Hence, it is evident that massive progenitor stars do not possess sufficient time to traverse significant distances from their birthplace, namely stellar clusters within galaxies, prior to reaching the culmination of their lifespans. In contrast to all preceding LFBOTs, which have been detected exclusively within the spiral arms of galaxies where stellar birth is actively transpiring, the Finch stands as an anomaly. As stated by Chrimes in a recent press release by NASA:

"The pivotal factor in our comprehension was the Hubble observations. They enabled us to discern the exceptional nature of this phenomenon in comparison to its counterparts, for without the Hubble data, such knowledge would have eluded us. The more we delve into the intricacies of LFBOTs, the more they astound us. We have now substantiated that LFBOTs can manifest in distant locales, far removed from the central region of the nearest galaxy, and the positioning of the Finch defies our expectations pertaining to any form of supernova."
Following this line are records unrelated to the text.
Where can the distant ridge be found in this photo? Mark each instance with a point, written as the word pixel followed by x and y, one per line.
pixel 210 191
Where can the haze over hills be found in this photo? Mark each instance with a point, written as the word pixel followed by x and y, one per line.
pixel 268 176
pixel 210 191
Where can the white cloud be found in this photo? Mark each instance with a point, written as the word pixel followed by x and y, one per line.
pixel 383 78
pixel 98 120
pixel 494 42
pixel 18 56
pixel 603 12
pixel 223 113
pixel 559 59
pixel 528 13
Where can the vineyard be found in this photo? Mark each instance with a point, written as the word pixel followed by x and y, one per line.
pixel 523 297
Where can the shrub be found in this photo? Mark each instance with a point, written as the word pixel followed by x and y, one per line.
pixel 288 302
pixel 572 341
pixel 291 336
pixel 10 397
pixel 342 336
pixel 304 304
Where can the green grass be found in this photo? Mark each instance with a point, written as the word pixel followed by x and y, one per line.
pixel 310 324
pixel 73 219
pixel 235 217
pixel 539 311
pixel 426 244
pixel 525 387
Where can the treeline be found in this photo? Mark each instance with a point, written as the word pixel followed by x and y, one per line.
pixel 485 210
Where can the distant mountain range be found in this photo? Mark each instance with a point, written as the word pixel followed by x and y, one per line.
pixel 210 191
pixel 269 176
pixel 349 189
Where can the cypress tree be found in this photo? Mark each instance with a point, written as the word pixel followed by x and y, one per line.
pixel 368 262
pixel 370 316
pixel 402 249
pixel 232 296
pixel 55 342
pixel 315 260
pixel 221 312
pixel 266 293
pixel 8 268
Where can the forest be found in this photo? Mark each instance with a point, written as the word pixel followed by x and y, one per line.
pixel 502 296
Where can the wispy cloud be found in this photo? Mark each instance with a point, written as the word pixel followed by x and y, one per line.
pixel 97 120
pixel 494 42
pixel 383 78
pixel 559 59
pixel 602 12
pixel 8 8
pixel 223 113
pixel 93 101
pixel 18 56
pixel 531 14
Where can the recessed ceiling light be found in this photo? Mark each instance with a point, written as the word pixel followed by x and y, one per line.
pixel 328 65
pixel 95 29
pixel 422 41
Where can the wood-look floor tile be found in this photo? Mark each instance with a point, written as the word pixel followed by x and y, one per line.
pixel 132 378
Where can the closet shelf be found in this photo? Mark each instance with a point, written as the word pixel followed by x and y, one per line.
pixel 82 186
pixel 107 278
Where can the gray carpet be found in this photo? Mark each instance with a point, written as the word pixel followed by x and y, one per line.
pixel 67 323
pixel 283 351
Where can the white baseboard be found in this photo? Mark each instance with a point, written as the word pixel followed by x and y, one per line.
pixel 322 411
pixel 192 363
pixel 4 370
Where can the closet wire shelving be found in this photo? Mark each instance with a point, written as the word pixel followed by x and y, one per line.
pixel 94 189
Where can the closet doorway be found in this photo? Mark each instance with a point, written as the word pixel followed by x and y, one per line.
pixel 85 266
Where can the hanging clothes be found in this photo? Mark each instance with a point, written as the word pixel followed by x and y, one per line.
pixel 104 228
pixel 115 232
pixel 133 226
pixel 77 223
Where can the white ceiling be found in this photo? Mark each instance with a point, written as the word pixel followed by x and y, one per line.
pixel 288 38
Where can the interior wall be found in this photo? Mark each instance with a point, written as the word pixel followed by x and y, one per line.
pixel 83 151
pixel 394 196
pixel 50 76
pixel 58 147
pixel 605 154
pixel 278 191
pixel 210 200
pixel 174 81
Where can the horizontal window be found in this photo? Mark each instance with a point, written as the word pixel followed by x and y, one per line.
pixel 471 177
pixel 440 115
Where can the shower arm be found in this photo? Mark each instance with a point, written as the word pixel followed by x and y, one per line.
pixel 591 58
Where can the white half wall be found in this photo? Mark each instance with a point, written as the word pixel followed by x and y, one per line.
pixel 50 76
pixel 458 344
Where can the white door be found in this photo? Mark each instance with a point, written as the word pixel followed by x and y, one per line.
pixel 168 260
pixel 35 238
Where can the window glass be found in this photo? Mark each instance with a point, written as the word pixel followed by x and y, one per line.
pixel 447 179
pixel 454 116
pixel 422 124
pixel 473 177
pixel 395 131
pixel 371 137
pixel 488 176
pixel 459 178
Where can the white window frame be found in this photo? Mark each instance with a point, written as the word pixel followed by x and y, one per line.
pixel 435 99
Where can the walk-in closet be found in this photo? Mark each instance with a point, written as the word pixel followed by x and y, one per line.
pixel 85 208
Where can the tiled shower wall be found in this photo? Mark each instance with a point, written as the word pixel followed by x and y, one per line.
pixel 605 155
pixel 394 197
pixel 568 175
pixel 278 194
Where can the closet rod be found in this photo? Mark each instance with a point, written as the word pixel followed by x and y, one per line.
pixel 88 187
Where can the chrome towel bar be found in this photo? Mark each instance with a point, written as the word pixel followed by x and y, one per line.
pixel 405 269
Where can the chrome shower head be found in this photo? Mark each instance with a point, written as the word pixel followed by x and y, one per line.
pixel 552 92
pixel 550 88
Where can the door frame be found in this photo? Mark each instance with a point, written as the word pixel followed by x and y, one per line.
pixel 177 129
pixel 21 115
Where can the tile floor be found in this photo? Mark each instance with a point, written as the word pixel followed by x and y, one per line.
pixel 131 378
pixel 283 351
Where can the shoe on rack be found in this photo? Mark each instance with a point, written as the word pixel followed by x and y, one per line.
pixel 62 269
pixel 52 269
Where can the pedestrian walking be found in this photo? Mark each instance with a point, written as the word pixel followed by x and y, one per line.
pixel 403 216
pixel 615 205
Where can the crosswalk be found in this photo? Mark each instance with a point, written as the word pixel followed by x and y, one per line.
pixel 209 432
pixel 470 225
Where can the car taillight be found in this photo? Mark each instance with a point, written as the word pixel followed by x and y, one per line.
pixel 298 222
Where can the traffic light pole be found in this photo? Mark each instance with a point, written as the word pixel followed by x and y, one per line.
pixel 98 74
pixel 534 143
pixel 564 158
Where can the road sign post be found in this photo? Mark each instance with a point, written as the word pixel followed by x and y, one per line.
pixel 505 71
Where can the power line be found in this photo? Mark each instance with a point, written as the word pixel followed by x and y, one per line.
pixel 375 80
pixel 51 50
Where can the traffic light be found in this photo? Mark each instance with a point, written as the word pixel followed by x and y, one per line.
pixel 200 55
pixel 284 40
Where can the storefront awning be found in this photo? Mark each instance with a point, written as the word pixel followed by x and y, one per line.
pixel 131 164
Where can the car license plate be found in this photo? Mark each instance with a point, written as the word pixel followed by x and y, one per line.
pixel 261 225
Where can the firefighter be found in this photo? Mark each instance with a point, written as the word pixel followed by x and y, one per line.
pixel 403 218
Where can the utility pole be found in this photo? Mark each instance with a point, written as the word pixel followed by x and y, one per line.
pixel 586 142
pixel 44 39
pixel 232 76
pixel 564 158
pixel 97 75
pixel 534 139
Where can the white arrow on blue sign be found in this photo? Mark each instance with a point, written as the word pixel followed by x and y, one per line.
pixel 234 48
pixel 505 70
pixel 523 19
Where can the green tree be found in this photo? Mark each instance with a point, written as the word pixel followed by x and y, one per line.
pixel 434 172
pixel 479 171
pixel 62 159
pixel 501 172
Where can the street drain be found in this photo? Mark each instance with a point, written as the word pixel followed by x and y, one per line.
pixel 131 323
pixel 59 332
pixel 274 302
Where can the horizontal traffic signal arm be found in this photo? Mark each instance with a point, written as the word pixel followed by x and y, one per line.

To elucidate their findings, Chrimes and his colleagues are contemplating the potentiality that it is the consequence of a collision between two neutron stars that were expelled from their host galaxy and had been gradually spiraling towards each other for billions of years. These occurrences generate kilonovae, which are immensely forceful explosions that surpass the power of a standard nova by a factor of 1,000 and are also a widely recognized source of Gravitational Waves (GWs). An alternative hypothesis posits that LFBOTs are instigated by collisions between neutron stars, where one of them is a magnetar (a neutron star with a high magnetic field).

This scenario would significantly amplify the magnitude of the explosion to the extent that it would surpass that of a supernova by a factor of 100. Another possibility is that LFBOTs arise from stars being torn apart by an intermediate-mass black hole, which typically ranges from 100 to 1,000 times the mass of our Sun. Intermediate-mass black holes are most likely to be found in globular star clusters. In the forthcoming years, NASA's James Webb Space Telescope (JWST) could be employed to investigate whether the Finch exploded in the outer halo of one of the two neighboring galaxies.

At present, astronomers concur that several more LFBOTs must be discovered before the population can be adequately characterized. This endeavor will be arduous since these transient events can transpire anywhere, at any given time, and are evanescent in astronomical terms (hence their name). Similar to Gamma-Ray Bursts (GRBs) and Fast Radio Bursts (FRBs), the sole means of detecting them is through wide-field surveys that continuously monitor extensive regions of the celestial sphere. Once detected, space-based and ground-based observatories can conduct subsequent observations to glean further insights into their properties.

This undertaking will be significantly facilitated upon the completion of the Vera C. Rubin Observatory in 2024, which is one of numerous next-generation all-sky survey telescopes that will imminently scrutinize the cosmos. Among its objectives is the investigation of "objects that change position or brightness over time" – commonly referred to as transient objects.